Active scene recognition for programming by demonstration using next-best-view estimates from hierarchical Implicit Shape Models

We present an approach that combines passive scene understanding with object search in order to recognize scenes in indoor environments that cannot be perceived from a single point of view. Passive scene recognition is performed using Implicit Shape Models based on spatial relations between objects. ISMs, a variant of the Generalized Hough Transform, are extended to describe scenes as sets of objects with relations lying between them. Relations are expressed as six-degree-of-freedom (DoF) relative object poses. They are extracted from sensor recordings of human demonstrations of actions usually taking place in the corresponding scene. In a scene ISMs solely represent relations of n objects towards a common reference. Violations of other relations are not detectable. To overcome this limitation, we extend our scene model, using hierarchical agglomerative clustering, to a binary tree consisting of ISMs.
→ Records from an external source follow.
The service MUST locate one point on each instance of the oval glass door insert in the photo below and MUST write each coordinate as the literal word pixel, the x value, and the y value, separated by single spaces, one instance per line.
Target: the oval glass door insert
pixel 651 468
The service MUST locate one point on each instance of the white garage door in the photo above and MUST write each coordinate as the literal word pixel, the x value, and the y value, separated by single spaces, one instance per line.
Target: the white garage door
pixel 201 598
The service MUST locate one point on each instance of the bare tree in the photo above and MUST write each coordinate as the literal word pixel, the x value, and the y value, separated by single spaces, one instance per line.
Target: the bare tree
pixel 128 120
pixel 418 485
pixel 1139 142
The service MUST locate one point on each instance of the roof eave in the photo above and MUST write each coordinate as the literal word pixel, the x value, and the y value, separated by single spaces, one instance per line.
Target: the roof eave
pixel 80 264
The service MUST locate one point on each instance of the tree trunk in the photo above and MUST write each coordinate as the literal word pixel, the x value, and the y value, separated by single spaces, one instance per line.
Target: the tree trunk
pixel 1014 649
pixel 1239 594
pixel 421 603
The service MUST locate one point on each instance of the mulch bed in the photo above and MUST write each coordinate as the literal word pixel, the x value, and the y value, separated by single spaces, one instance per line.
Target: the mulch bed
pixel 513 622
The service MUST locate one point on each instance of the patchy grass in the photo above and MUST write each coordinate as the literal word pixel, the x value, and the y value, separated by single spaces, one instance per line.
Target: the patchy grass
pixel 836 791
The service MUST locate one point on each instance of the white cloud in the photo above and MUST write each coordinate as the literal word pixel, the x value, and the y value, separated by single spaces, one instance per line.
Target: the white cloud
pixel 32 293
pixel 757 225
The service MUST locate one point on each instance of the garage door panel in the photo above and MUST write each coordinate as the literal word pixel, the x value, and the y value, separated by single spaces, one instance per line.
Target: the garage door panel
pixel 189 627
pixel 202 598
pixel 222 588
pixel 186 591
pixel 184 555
Active scene recognition aims to simultaneously detect present scenes and look for objects these scenes consist of. For a pivoting stereo camera rig, we achieve this by performing recognition with ISMs in an object search loop using next-best-view (NBV) estimates. A criterion, on which we greedily choose views the rig shall adopt next, is the confidence to detect objects in them. In each step during the search, confidences on potential positions of objects, not found yet, are calculated based on the best available scene hypothesis. This is done by reversing the principle of ISMs and using spatial relations to predict potential object positions starting from the objects already detected.